Adding somatic hypermutation
The --shm flag will generate SHM according to observed distributions (see Simulation Model for more information).
airrship -o shm_repertoire --shm
Mutation rates can be controlled by passing a multiplication factor with --shm_multiplier. For example, the below command will create a repertoire with sequences mutated to rates half that as specified in the reference files.
airrship -o shm_repertoire --shm --shm_multiplier 0.5
To request a constant mutation frequency across all sequences, the --shm_flat option can be used. The desired mutation rate or number can be specified with either --mut_rate or mut_num.

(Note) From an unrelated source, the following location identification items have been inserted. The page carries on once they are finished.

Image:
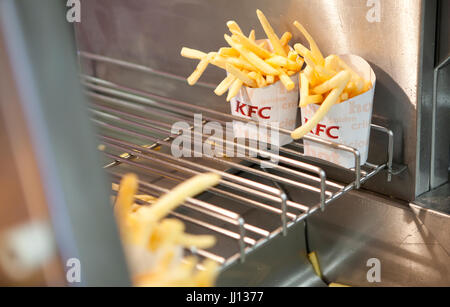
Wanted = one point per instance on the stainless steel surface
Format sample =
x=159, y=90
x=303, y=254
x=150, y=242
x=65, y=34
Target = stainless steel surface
x=40, y=49
x=440, y=151
x=433, y=210
x=152, y=34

The below command will create 1000 sequences, each of which with a mutation rate of 0.08 (i.e. number of mutations in sequence / length of sequence = 0.08). The distribution will be as close to flat as is possible but may fluctuate slightly.
airrship -o shm_flat_repertoire --shm_flat --mutation_rate 0.08
The default SHM algorithm treats each base in the sequence differently, depending on the 5mer context of the base and the region of the sequence it is found in. To make per base mutation independent of sequence context, --shm_random can be used.
airrship -o shm_random_repertoire --shm_random
The per sequence mutation rate will still follow the observed experimental distribution unless --shm_flat is also specified.
Note
Setting mutation rates higher than 0.2 will result in a warning and, depending on the other options specified, may result in very slow performance or a failure to generate sufficient sequences. Other distributions may also be skewed. Mutation rates above 0.5 are not supported.
Using the package in Python
If desired, instead of running from the command line, the package can be imported and a call to main() made within Python, specifying the same parameters as discussed above.
from airrship import create_repertoire
create_repertoire.main(['-o', 'my_repertoire', '--outdir', 'output'])
create_repertoire.main(('-o my_repertoire --outdir output').split())
It is also possible to use individual functions from the package. A simple three step workflow to generate sequences is described below.
Read in data to be used
from airrship import create_repertoire
data_dict = create_repertoire.load_data()
Create a locus from which to generate sequences
locus = create_repertoire.get_genotype()
Generate sequences
sequence = create_repertoire.generate_sequence(locus, data_dict, mutate = True)
generate_sequence returns an individual Sequence class object with all information about its generation stored as attributes. For example, the final mutated sequence can be accessed using sequence.mutated_seq. For full details, see Python.